The table below shows ten headline policies in the 2019 Conservatives and Labour manifestos (Brexit aside), as well as some of my own top picks, in no particular order
Conservatives | Labour | Me |
Increase spending on the NHS | A green industrial revolution, including more funding for low carbon technology and more state control of climate and energy policy | Encourage clean energy innovation and expand on and strengthen the UK’s mix of flexible regulations and carbon pricing. |
Additional funding of social care and a cross-party resolution on how to improve social care | Expansion of public transport | Relax restrictions on house building in urban centres, taking planning decisions out of the hands of local property owners. |
School funding | Increase funding for the NHS and social care | Introduce a land value tax, or common ownership self-assessed tax |
Cut national insurance or payroll taxes | A national education service to provide lifelong vocational technical and academic education | Abolish stamp duty |
Additional funding for childcare | Spend more on policing | Fund greater tax credits for those on low incomes by increasing income tax on the very wealthy |
Increased funding for the police | Increase funding of, and devolve power to, local councils | Increased high skilled immigration |
Measures to cut utility bills | Increase the minimum wage and expand employment rights, including a 32 hour week in ten years | Introduce responsive road pricing |
A points-based immigration system | Increase legal guarantee of various forms of identity inequality | Increase funding for public transport, especially in the North. |
Upgrading rail systems in the north | Scrap universal credit and work to develop a viable alternative | Relax drug laws. |
Net zero economy by 2050 | Large increase in building of social housing | Establish a new government body for socially beneficial high-risk science projects |
Now I am going to cross out the policies that have not, in any relevant social context, been tested by a randomised control trial. In bold are the policies that definitely cannot, for practical or ethical reasons, be tested by RCTs.

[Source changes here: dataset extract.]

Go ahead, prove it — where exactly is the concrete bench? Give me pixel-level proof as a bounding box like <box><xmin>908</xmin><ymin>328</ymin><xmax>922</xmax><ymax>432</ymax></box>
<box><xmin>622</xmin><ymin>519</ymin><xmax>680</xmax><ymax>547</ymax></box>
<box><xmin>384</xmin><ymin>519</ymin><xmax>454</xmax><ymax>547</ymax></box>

Conservatives | Labour | Me |
If you were feeling very ambitious, you could test the effect of increased funding for schools and the health service with an RCT – maybe employ the new nurses and teachers in a treatment region and compare to a control region. However, the statistical power of the RCT would not be very good, and even if the whole government became convinced of the value of this, it would be political suicide.

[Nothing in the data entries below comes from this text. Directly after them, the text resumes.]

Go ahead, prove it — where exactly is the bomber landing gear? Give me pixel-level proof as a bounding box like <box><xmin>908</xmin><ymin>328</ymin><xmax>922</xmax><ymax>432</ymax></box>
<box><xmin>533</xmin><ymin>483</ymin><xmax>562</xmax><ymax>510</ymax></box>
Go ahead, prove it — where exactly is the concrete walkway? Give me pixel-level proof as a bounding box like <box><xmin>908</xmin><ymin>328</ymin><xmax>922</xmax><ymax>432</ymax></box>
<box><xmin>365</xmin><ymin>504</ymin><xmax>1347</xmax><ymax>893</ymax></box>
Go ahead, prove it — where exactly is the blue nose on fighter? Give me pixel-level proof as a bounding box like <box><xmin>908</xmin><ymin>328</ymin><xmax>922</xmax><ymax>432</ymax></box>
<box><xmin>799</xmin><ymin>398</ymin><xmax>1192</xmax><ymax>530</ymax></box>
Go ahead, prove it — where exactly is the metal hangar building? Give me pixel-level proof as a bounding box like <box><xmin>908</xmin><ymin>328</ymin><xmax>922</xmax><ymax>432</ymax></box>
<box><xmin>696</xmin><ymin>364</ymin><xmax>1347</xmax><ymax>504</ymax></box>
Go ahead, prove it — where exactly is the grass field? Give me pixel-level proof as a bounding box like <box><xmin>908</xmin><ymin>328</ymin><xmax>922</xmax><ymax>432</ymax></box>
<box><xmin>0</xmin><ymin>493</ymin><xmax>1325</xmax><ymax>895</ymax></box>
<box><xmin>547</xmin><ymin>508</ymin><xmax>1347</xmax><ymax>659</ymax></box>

What becomes clear from performing this exercise is that RCT-evaluable policies are not now, nor will they ever be, where the action is when it comes to the big UK policy questions. The highest impact things one would want to do have not been tested by RCTs and there is no way they could ever be in the future. If we were allocating the effort of economists in the UK, less than 1% of it should focus on things that can be tested by RCTs.
This raises the question – why is so much of the economics profession and philanthropy focused on RCT-evaluable things when their attention turns to low- and middle-income countries? What is the difference between rich and poor countries that makes RCTs the right approach in one context but not another?